Does the viewer, and their opinion, matter to you? Surveys show that contemporary art is one of the most misunderstood segments of arts and culture.

I suppose the average viewer can get the feeling that they are just not wanted. To some extent, this is also the fault of the art community. The elitism and the desire for champagne and oysters has been stronger than the desire to talk to the viewer. If I sometimes feel uncomfortable when I go to an exhibition opening because I don’t know anybody there, I can understand that it would be simply impossible for an outsider to just walk in.

What can the viewer gain through art?

The realisation that there are values that go beyond everyday life and the daily grind. Art makes existence easier. Otherwise there is only work – so that you can pay the bills and go on an annual holiday. Art says: Look, there is also something strange and unusual in the world! Maybe there is something more than just our mundane responsibilities. Like a psychotherapist, art talks to you about things you are not ready to talk about with someone directly.
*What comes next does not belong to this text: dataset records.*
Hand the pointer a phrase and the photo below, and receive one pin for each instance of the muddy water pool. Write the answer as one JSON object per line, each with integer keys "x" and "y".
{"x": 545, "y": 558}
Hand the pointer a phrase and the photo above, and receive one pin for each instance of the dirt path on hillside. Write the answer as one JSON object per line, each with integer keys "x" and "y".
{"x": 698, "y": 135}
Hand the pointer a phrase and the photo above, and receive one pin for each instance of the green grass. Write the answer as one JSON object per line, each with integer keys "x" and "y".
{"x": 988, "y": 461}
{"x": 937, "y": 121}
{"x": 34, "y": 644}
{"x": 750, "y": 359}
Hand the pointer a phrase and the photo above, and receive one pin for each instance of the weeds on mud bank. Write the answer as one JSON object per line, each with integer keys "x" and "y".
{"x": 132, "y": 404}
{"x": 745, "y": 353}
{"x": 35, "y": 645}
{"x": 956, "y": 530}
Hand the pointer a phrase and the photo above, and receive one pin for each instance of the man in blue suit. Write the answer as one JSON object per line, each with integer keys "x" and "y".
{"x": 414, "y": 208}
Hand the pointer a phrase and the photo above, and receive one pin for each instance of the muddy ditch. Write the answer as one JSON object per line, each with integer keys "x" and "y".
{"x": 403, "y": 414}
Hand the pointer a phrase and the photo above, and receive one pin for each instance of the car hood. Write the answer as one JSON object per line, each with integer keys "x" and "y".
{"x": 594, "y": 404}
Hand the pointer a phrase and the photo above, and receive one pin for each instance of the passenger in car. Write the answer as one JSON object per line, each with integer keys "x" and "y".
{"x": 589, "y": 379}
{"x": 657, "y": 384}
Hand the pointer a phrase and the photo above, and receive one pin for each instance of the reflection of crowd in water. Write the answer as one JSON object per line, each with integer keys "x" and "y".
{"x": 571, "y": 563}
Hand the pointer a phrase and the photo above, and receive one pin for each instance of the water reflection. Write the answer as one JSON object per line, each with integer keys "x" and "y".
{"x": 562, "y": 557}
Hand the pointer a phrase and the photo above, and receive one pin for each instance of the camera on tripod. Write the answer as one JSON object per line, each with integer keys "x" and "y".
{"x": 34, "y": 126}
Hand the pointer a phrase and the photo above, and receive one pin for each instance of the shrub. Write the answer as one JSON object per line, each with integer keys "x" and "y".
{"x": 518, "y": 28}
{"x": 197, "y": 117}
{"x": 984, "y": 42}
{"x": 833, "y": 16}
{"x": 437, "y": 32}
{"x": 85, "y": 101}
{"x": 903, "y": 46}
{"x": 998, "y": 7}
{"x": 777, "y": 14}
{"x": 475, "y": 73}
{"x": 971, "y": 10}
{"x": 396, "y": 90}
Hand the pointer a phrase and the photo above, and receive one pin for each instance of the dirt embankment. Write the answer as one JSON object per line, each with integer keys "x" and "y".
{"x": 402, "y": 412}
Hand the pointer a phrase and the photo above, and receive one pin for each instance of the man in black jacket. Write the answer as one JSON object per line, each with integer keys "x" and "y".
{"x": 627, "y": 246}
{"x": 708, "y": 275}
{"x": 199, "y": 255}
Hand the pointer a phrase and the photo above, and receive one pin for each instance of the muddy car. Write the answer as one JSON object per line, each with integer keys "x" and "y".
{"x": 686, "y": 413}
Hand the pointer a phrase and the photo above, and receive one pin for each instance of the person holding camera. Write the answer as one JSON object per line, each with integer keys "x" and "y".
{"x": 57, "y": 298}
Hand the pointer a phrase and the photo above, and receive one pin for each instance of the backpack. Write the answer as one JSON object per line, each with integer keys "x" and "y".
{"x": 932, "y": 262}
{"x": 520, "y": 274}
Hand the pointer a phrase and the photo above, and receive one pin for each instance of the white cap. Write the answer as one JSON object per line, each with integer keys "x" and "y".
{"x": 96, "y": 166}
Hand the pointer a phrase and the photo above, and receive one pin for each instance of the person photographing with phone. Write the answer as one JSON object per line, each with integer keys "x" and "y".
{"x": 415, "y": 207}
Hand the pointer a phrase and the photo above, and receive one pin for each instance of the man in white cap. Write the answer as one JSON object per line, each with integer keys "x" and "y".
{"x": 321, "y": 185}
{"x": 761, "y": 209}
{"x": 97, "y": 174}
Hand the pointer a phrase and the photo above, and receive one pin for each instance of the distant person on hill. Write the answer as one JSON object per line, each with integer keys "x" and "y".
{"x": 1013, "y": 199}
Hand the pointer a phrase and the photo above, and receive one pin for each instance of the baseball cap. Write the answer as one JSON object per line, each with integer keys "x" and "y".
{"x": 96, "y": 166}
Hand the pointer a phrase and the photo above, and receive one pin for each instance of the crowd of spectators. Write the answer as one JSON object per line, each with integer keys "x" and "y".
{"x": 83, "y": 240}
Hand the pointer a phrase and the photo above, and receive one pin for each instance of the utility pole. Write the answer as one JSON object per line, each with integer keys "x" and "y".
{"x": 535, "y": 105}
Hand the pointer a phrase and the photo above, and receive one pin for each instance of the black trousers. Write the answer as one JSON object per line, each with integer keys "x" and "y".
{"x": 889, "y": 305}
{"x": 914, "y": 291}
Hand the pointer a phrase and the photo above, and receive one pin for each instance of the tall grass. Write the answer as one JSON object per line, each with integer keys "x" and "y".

It gives you a chance to look at everything from the outside, and in this way, you are able to learn and understand something.

Like a pumpkin tied up in string, saying you don’t need new shoes.

You don’t need new shoes, but you need people who care for you and bring you a pumpkin from their garden. So that you are fed.

***

[1] These ‘medals’ were rather rustic ceramic (red clay) discs embossed with pictures, slogans and designs, and served as commemorative souvenirs.

[2] Latgalian pottery is known for its bright, shiny glazes and profuse use of embellishment.